1. IBS stands for Irritable Bowel Syndrome and is not to be confused with Inflammatory Bowel Disease (IBD), which includes Crohn’s disease and Ulcerative Colitis.
2. It is one of the most common conditions seen by gastroenterologists and primary-care physicians, affecting between 7 and 15% of the population worldwide. In the US, the latest data show a prevalence of 8%. IBS is more common in women than in men and commonly diagnosed before the age of 50 years.
3. IBS is characterized by a cluster of symptoms: abdominal pain, bloating, excessive flatulence, and altered bowel habits (diarrhea, constipation, or both) – symptoms that greatly affect the quality of life.
4. There are a number of other diseases that have these same gastrointestinal symptoms, which makes IBS difficult to diagnose. It is important to have a diagnosis from a gastroenterologist before starting any dietary therapy as there is a risk to miss diagnosing diseases such as IBD, celiac disease, endometriosis or others.
5. The cause of these symptoms is not well known and likely to be due to several mechanisms, with a complex interplay of physiological, psychological, and dietary factors. A number of therapies are available – drugs, dietary approaches, and psychological therapies – and it is thought that combining different tactics may optimize symptoms resolution. In recent years, there has been a major shift toward a more holistic approach with a focus on dietary therapies.

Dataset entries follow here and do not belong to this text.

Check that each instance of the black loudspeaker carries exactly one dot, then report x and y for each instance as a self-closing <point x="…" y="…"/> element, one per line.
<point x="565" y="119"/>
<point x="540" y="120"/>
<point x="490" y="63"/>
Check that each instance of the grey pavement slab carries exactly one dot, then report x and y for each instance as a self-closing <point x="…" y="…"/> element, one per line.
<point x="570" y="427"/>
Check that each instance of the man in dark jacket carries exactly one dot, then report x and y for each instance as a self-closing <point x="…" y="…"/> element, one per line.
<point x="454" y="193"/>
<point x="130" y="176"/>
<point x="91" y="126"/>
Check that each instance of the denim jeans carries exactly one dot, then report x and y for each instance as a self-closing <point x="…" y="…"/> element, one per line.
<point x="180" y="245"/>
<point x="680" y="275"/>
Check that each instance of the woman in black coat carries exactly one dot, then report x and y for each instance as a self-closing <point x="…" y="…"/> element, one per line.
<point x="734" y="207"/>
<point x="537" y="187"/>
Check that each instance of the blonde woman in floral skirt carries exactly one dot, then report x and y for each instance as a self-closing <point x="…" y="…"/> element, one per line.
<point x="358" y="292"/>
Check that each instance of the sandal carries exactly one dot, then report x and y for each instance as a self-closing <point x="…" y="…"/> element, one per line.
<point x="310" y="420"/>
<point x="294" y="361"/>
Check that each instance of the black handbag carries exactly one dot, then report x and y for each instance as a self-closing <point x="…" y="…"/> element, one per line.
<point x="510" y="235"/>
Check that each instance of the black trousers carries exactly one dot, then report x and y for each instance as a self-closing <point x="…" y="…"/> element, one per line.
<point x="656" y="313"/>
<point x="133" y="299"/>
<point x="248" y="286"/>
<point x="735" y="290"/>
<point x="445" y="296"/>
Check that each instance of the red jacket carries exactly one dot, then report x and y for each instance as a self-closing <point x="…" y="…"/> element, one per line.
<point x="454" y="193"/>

6. The Low FODMAP diet was developed by researchers at Monash University in Australia as they gathered evidence from numerous studies that IBS symptoms improved after the restrictions of certain carbohydrates. In order to describe them, they created the term “FODMAP”:
7. These are sugars and fibers found in many healthy foods:
- Sugars such as fructose (the main sugar in fruit) or lactose (the main sugar in milk)
- Fibers (oligosaccharides) found in wheat, onions, beans and other foods
- Sugar Alcohols (or Polyols) such as sorbitol and mannitol, found in some fruits, vegetables and sugar-free foods (gums, candy)
8. In people with IBS, these carbohydrates are poorly absorbed or not absorbed at all. As such, they draw water and are fermented by bacteria in the gut, leading to excessive gas production, bloating, abdominal pain, and other symptoms after eating the foods that contain them.
9. The Low FODMAP Diet is not a life-long diet and only needs to be followed until symptoms are resolved, typically 2-4 weeks. As it eliminates many nutritious foods, if followed long-term, this diet may lead to nutritional deficiencies.
10. The good news is that not all people are sensitive to all these foods and, through a systematic re-introduction under the guidance of an expert dietitian, each person can find out which foods are triggers for them. The ultimate goal is for IBS patients to liberalize their diet to include as many foods as possible while remaining mostly symptom-free.